- Chairperson: Ignacio Dancausa
- Secretary General: Alonso Nieto
- Founded: 1978
- Headquarters: Génova, 13. 5ª planta. 28004 Madrid
- Ideology: Liberal conservatism Economic liberalism Pro-Europeanism
- Position: Centre-right
- Mother party: People’s Party
- International affiliation: International Young Democrat Union (IYDU)
- European affiliation: Youth of the European People's Party (YEPP) Democrat Youth Community of Europe (DEMYC) European Democrat Students (EDS)
- Website: www.nngg.org

= New Generations of the People's Party (Spain) =

Political youth organization in Spain

New Generations of the People's Party (Nuevas Generaciones, NNGG) is the youth wing of the People's Party. It operates in all Spain and also has structures in other countries.
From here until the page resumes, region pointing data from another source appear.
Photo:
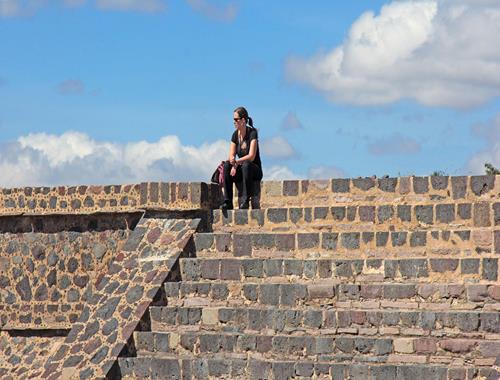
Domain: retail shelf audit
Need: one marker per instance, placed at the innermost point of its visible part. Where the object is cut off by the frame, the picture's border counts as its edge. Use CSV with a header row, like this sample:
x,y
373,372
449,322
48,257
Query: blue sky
x,y
102,91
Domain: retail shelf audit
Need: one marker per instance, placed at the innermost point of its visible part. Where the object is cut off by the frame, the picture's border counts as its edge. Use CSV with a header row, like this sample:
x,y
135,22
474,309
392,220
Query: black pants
x,y
246,173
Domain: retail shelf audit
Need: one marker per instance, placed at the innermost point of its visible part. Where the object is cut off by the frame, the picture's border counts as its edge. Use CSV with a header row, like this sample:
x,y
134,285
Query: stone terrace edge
x,y
199,195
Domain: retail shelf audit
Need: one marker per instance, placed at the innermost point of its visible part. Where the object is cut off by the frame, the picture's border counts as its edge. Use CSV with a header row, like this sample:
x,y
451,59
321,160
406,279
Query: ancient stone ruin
x,y
393,278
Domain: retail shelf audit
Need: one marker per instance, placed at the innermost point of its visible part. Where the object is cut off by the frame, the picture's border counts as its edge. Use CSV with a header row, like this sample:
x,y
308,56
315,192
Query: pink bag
x,y
218,176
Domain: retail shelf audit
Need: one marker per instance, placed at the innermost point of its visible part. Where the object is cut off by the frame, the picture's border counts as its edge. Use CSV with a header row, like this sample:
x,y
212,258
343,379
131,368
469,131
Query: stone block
x,y
310,268
290,293
439,182
418,239
338,213
424,214
210,269
340,185
325,268
290,188
398,238
445,213
482,184
490,269
253,268
364,184
285,242
223,242
403,345
329,240
273,267
457,345
384,372
477,293
367,213
459,187
230,269
293,267
469,266
283,370
381,238
307,240
399,291
464,211
444,265
482,214
420,185
242,245
425,346
277,215
350,240
217,367
270,294
320,213
263,241
258,216
240,217
387,184
295,214
313,318
385,213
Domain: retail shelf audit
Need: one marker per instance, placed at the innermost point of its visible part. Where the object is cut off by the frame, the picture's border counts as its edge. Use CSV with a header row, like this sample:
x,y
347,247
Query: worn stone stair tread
x,y
471,270
365,213
328,320
301,345
226,366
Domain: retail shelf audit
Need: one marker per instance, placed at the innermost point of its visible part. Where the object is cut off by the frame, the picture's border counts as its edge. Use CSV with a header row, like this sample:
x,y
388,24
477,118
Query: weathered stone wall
x,y
43,274
89,199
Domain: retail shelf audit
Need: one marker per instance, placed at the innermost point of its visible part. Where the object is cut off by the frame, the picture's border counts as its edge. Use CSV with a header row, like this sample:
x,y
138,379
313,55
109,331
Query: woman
x,y
247,167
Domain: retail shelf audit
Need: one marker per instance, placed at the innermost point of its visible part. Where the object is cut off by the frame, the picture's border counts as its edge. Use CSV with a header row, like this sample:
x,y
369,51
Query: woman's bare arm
x,y
232,153
251,153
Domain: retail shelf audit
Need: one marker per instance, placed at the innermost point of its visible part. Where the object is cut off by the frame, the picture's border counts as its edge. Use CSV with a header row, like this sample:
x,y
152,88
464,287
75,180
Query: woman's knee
x,y
245,166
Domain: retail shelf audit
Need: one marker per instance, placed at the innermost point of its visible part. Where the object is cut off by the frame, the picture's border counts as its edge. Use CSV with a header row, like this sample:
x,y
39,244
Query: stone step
x,y
255,367
401,190
364,270
339,243
317,348
307,293
366,216
327,320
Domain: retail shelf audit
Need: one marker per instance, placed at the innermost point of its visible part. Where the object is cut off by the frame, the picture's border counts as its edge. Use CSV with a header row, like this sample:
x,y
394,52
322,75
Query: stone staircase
x,y
342,279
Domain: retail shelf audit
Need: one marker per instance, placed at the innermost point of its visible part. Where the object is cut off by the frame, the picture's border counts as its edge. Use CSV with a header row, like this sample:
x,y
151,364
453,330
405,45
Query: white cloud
x,y
71,87
490,133
9,8
279,172
224,14
394,145
14,8
325,172
437,52
277,147
151,6
291,122
74,3
75,158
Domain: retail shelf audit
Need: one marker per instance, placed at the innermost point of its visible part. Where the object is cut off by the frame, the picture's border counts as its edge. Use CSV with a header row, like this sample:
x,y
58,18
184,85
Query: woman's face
x,y
238,121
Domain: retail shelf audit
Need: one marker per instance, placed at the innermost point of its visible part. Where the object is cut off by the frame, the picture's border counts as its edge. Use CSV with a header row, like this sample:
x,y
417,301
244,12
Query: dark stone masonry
x,y
392,278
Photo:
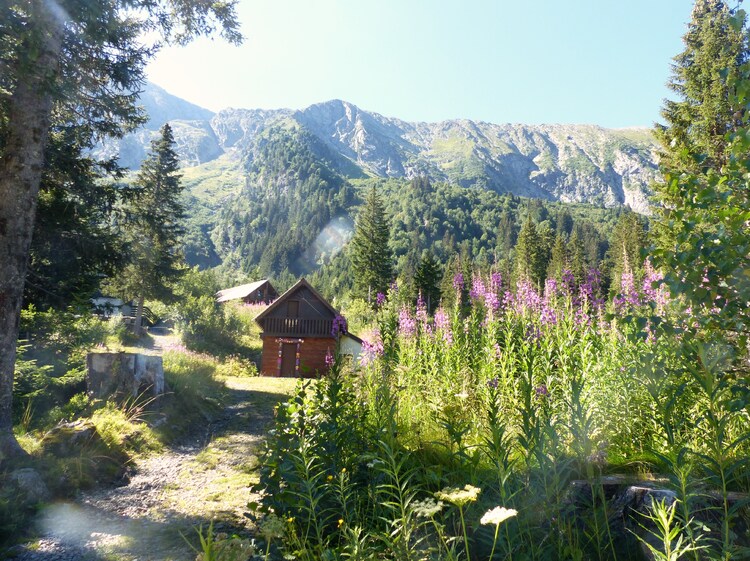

They share the same ideological platform of the PP: a centre-right ideology and economic liberalism, according to their own organisation, reformist centre.

Their main objective is to involve young people in politics through supporting the policies, principles and values of the party by developing the 48th article of the Spanish Constitution.

It has more than 100,000 members throughout Spain, approximately 65% of young people involved in political organizations.

== History ==
New Generations was created as New Generations of the Alianza Popular in 1978, supported by the former Alianza Popular, Secretaries, Jorge Verstrynge and Loyola de Palacio. Its first assembly took place on 17 and 18 April that year and Loyola was elected as the first Chairwoman. Later, in September 2006 during the 12th National Congress in Toledo, she was named Honorary Founder President.

On 13 July 1997 Miguel Ángel Blanco, a member of New Generations and town councillor of Ermua (Vizcaya), was assassinated by ETA.